Здесь снова уместно привести параллель с социальным экспериментаторством. Если пытаться построить некое совсем новое общество, заложив в его конструкцию прекрасные, идеальные принципы, и при этом с презрением игнорировать складывавшуюся тысячелетиями человеческую ментальность, разорвать преемственность, то вместо справедливого, счастливого общества получится какой-нибудь «дыр бул щир / убещур». Ну или «Черный квадрат». В чем мы в России могли на собственном опыте убедиться.
Глава 16
Поколение «случайных» переводчиков русской литературы в Венгрии: Хуго Геллерт[670]
Первое поколение венгерских переводчиков с русского языка довольно своеобразно. Это были люди, участвовавшие в Первой мировой войне и попавшие в русский плен. У них сформировался совершенно новый подход к русскому языку и культуре. Когда в 1937 году умер Хуго Геллерт, центральная фигура в этом поколении переводчиков, писатель Дьюла Ийеш в некрологе написал о нем: «Самые тяжелые испытания в жизни ему пришлось пережить среди русских, зато он проник в дух и язык русского народа, как мало кто из них самих…»[671]
Множество фактов доказывают, что Ийеш был прав. Эта любовь к русской литературе и вообще к «русским» рождалась и при куда худших условиях. Например, так случилось в жизни двух переводчиков более позднего поколения – Шары Кариг и Арпада Галгоци, переживших ГУЛАГ. Шара Кариг (Karig Sára, 1914–1999) была хрупкая с виду, но невероятно сильная, умная женщина, поэт и переводчик произведений М. Булгакова (романа «Жизнь господина де Мольера» и повести «Роковые яйца»). Арпад Галгоци (Galgóczy Árpád, 1928 г.р.) – блестящий переводчик, переведший среди прочего «Евгения Онегина» и «Медного всадника» А. С. Пушкина, практически все стихотворные произведения М. Ю. Лермонтова.В Венгрии на протяжении веков Россия считалась экзотическим и очень далеким местом, непонятной, порой зловещей страной, холодной и суровой. Но существовали и «доброжелательные» мифы о России – о «русском мужике», о душевности русского человека, о красоте русской природы, о сказочном богатстве, с одной стороны, и о глубокой бедности – с другой, ведь основные сведения о стране и ее народе черпались из художественной литературы. В Венгрии с XIX века издавали русскую литературу. Художественные произведения переводились чаще всего с немецких, а иногда французских переводных текстов[672]
.Но, конечно, были исключения, пусть и малочисленные. Тут имеет смысл привести вкратце самый знаменитый пример – перевод «Евгения Онегина» К. Берци. Карой Берци (Bérczy Károly 1821–1867) – поэт, писатель, журналист – прочитал роман в стихах Пушкина в немецком переводе Ф. Боденштедта. «Онегин» очень понравился Берци, и он начал его переводить.
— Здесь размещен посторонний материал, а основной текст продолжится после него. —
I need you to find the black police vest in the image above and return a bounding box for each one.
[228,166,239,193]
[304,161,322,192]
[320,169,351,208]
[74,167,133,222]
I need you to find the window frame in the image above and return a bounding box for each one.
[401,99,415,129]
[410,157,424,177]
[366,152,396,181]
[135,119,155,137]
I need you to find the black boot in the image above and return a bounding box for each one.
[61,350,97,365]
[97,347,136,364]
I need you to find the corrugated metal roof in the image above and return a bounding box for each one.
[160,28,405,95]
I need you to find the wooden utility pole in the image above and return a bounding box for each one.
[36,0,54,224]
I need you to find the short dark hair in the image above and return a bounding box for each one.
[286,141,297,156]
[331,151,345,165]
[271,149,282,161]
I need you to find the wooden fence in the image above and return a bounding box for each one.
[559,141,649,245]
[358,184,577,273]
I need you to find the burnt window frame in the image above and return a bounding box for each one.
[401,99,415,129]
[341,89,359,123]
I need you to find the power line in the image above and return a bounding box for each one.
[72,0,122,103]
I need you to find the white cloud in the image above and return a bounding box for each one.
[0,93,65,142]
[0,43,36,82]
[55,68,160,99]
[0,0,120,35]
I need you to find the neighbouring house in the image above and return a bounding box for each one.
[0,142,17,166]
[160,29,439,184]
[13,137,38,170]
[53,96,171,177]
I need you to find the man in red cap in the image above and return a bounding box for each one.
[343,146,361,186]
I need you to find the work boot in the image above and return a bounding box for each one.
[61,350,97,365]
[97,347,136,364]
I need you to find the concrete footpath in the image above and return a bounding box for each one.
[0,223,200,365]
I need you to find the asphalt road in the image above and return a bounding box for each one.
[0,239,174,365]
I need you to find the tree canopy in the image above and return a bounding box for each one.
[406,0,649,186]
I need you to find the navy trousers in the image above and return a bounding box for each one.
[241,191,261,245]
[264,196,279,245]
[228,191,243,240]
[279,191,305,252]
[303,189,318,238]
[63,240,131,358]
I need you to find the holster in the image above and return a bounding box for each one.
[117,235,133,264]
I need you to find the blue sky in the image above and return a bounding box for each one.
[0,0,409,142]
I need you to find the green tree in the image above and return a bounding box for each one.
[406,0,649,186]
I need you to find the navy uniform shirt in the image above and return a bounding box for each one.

Перевел первую главу романа с немецкого и понял, что, несмотря на высокое качество немецкого перевода, «копия, сделанная с копии, выйдет из-под пера бледной, выцветшей» – так писал Берци в комментарии к своему переводу[673]
. В конце концов Берци освоил русский язык только ради перевода пушкинского романа в стихах. Язык дался ему проще, чем большинству венгров, ведь он уже знал словацкий – славянский язык, родственный русскому[674]. Перевод Берци вышел в 1866 году и многие десятилетия пользовался большим успехом: благодаря ему роман в стихах стал исключительно популярным жанром в венгерской литературе второй половины XIX века.Известно, что на рубеже XIX и XX веков в Европе вообще была мода на русскую литературу. Шедевры XIX века переводились в том числе и на венгерский, но (за исключением всего нескольких произведений), как уже и было сказано, с помощью языка-посредника. Самым большим успехом в Венгрии пользовался Тургенев: при жизни писателя были переведены на венгерский почти все его художественные тексты[675]
. Популярны были Достоевский, Толстой, а позднее – Чехов. Популярность М. Горького также ведет начало с эпохи рубежа веков, интерес же к нему сохранялся вплоть до его смерти. Что касается работы переводчиков, то пьесы Чехова «Три сестры» и «Вишневый сад» были переведены двумя крупными поэтами – Дежё Костолани и Арпадом Тотом. Они работали на основе немецких переводов, и оба, особенно Костолани, читали на многих языках и понимали их. В XIX–XX веках венгры, интересующиеся художественной литературой, владели, по крайней мере, одним иностранным языком. Это был в первую очередь немецкий. Люди с хорошим средним образованием читали на латыни. Высокообразованные владели древнегреческим, французским, английским, но русским – ничтожное количество. А те, кто знал русский язык, более того – занимался русской литературой и переводил ее, чаще всего с детства говорили на одном из других славянских языков. Изучение России и ее культуры непосредственным образом казалось недоступным.